Alex raised her chin. He recognized it as her defensive move. “I do not make snide comments and I certainly don’t make snarky ones.”

  “Yeah, you do,” he contradicted, his tone matter-of-fact rather than annoyed. “Let’s just both resolve to do better,” he proposed, putting his hand out to her.

  She looked at it for a long moment, then finally shook it—warily.

  Wyatt grinned as, after a significant beat, he dropped her hand. “Now, that wasn’t so hard, was it?”

  “What’s going to be hard is you toeing the line,” she told him.

  “We,” Wyatt corrected her. “We will be toeing the line.” As he said it, he wondered if she was going to argue with him about this, as well.

  Alex inclined her head and uttered, “We,” as if the word was a bitter-tasting, rotten piece of fruit, one step away from poisoning her. But at least she’d conceded the point, he thought. For her that was a giant leap forward.

  With that settled for now, Wyatt eyed her plate. She’d hardly touched her food. “You going to eat all that bacon?”

  Suppressing a sigh, she turned her plate approximately ninety degrees so that the side with the bacon slices faced him.

  “Help yourself.”

  Wyatt plucked one crispy strip from the stash, but before making it disappear into his mouth, he raised his eyes to hers and asked, “You don’t mind?”

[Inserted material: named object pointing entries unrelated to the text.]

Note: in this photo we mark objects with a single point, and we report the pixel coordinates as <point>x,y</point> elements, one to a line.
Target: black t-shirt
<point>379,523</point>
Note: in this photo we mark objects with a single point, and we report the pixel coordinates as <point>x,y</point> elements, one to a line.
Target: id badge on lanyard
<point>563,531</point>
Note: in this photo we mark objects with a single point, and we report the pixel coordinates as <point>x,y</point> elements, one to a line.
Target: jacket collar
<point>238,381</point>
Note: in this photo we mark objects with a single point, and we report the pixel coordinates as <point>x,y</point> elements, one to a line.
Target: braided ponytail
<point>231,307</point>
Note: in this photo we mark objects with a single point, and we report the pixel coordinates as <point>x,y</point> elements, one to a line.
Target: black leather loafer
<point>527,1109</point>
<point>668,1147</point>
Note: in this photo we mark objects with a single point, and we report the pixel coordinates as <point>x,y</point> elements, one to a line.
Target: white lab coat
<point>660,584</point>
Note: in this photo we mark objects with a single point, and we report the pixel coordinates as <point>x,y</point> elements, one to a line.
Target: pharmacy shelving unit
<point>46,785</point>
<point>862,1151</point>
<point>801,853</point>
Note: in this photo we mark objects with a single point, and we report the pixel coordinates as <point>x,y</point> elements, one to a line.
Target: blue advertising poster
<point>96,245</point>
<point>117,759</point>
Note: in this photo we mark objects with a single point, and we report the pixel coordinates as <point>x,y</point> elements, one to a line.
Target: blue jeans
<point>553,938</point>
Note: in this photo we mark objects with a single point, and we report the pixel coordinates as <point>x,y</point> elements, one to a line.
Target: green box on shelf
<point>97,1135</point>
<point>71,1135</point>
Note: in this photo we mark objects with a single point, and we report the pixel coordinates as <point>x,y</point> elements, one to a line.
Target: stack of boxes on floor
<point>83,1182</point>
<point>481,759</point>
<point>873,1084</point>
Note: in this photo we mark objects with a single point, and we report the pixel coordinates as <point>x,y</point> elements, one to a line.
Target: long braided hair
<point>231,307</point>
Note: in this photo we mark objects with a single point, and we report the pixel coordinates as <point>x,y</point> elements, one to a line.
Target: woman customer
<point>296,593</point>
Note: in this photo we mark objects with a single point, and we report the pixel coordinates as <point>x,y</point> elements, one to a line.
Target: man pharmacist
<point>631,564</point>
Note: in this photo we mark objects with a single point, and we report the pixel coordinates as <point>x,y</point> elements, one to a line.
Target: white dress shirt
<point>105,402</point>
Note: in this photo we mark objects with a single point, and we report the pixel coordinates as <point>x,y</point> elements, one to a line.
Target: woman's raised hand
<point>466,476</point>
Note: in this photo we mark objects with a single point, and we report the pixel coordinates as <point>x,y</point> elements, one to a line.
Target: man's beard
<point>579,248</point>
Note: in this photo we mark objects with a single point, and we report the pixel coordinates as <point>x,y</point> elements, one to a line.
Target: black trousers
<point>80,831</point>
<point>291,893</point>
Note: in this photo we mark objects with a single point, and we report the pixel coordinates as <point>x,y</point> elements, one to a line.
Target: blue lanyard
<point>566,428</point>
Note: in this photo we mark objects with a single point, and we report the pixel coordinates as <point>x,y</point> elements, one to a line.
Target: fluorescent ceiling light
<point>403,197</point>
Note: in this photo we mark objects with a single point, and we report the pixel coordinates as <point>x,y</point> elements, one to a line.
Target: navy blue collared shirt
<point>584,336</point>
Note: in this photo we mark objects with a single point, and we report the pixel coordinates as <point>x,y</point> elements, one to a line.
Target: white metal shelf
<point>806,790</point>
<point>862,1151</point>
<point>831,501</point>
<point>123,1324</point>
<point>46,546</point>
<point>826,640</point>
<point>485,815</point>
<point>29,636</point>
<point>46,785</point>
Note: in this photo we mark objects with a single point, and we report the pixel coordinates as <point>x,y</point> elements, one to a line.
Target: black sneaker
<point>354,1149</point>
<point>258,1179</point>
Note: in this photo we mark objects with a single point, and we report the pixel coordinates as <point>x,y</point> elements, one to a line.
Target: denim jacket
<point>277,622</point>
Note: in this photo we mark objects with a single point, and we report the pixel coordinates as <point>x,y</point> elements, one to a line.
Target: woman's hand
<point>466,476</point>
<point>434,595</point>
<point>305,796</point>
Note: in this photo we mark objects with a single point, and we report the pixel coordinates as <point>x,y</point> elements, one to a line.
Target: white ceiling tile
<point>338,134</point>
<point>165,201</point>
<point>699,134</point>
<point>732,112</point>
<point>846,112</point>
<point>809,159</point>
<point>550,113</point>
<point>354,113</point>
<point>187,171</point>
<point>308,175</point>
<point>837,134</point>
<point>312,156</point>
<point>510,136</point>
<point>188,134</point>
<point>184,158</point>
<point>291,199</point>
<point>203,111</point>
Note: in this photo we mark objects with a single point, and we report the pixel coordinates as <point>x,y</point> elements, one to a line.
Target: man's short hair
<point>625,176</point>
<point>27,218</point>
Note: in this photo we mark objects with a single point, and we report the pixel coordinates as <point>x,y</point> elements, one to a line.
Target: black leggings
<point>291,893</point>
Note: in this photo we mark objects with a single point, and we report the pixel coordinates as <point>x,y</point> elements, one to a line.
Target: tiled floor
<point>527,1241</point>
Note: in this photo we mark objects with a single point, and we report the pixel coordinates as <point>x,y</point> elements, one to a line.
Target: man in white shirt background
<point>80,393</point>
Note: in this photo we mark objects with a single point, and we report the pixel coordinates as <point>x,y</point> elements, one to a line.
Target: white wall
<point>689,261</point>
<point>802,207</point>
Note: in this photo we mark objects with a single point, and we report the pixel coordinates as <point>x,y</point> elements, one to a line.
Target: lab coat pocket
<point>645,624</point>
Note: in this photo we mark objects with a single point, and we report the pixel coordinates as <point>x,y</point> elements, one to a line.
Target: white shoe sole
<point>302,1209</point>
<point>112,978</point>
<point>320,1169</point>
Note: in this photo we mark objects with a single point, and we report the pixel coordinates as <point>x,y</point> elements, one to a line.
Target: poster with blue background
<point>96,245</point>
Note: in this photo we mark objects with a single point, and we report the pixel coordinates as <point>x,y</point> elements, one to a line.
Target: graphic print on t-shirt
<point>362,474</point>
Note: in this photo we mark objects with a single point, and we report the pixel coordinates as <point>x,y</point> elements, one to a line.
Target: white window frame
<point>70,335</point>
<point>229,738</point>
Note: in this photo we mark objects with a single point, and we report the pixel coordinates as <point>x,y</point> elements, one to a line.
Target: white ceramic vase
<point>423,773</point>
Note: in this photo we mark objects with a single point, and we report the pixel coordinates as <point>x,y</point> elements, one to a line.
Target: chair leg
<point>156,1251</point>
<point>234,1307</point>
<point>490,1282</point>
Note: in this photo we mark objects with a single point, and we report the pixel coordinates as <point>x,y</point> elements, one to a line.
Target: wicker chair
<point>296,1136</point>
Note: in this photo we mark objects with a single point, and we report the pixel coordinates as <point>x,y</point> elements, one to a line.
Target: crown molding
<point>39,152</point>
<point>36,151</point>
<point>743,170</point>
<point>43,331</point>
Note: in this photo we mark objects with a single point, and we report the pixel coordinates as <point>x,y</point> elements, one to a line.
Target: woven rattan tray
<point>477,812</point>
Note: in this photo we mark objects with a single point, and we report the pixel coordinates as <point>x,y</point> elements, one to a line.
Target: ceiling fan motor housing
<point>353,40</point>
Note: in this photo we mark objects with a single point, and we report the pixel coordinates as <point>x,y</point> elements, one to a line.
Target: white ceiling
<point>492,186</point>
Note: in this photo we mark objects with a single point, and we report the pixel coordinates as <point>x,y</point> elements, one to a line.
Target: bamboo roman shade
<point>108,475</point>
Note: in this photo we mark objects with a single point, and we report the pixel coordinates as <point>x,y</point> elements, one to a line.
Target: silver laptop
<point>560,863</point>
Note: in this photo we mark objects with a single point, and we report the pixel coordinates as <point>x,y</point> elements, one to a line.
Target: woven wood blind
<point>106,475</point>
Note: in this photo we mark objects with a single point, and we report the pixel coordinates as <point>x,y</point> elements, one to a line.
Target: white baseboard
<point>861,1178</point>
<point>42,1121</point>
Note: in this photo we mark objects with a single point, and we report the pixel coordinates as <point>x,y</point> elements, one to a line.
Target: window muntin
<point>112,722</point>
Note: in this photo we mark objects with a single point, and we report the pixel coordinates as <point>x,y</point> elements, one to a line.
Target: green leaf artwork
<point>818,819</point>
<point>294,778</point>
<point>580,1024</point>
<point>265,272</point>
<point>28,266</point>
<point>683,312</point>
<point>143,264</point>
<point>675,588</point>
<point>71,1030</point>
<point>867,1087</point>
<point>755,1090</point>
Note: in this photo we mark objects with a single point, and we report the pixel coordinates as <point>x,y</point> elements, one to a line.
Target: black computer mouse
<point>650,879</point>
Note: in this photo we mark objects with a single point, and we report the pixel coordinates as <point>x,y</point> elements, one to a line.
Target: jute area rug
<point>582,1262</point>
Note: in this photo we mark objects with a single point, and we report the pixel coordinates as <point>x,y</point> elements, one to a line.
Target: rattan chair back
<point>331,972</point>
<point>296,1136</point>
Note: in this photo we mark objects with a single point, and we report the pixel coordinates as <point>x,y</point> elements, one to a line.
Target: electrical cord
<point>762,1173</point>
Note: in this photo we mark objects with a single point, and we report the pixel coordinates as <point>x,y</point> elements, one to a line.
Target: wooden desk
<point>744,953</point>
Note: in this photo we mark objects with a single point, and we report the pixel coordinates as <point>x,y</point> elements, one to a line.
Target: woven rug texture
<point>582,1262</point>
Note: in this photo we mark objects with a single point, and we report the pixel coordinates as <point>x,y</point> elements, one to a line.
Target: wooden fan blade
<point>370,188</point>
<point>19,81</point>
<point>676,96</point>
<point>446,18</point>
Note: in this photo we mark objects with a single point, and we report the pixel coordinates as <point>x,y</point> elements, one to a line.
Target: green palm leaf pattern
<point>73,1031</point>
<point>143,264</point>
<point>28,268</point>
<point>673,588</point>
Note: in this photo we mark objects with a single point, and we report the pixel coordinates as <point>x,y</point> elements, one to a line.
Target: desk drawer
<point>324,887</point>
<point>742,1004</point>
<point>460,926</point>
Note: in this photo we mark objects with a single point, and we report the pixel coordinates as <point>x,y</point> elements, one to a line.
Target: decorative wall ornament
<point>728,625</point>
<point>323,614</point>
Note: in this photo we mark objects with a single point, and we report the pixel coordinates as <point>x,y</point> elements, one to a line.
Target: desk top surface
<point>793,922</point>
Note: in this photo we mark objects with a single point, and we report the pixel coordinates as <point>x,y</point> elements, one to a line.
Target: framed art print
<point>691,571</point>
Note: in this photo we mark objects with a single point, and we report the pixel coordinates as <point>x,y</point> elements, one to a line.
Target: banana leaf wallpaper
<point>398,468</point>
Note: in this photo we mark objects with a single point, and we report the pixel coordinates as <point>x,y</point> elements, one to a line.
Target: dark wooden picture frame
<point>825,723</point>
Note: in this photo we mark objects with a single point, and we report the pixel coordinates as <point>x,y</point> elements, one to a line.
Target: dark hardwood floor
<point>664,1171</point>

  “Would it matter?” she countered.

  The old Wyatt would have retorted, “No.” But he’d shed that skin a long time ago. Except, old habits died hard—but they did die, he reminded himself.

  “Yes, it would matter. I don’t want to alienate you our first day working together.”

  “Too late,” she said dryly, then, realized that she had been flippant when she was supposed to be trying not to be. “Sorry,” she murmured. “This arrangement is going to take some getting used to for me.”

  “Ditto,” he agreed. “And for the record, I meant no disrespect earlier—”

  “Which earlier?” she asked in all sincerity. He’d already said a few things that she could have taken the wrong way.

  “When I said you were Cardinal Richelieu. What I meant by that was that I saw you as a very capable person, someone who could take over at a moment’s notice and keep things running smoothly.”

  Boy, talk about a spin doctor. She had to hand it to him. “The Cardinal,” she pointed out, “did it because he was power mad.”

  “Some say he did it because he wanted France to stay strong, be respected, do well. See the similarity?” he asked.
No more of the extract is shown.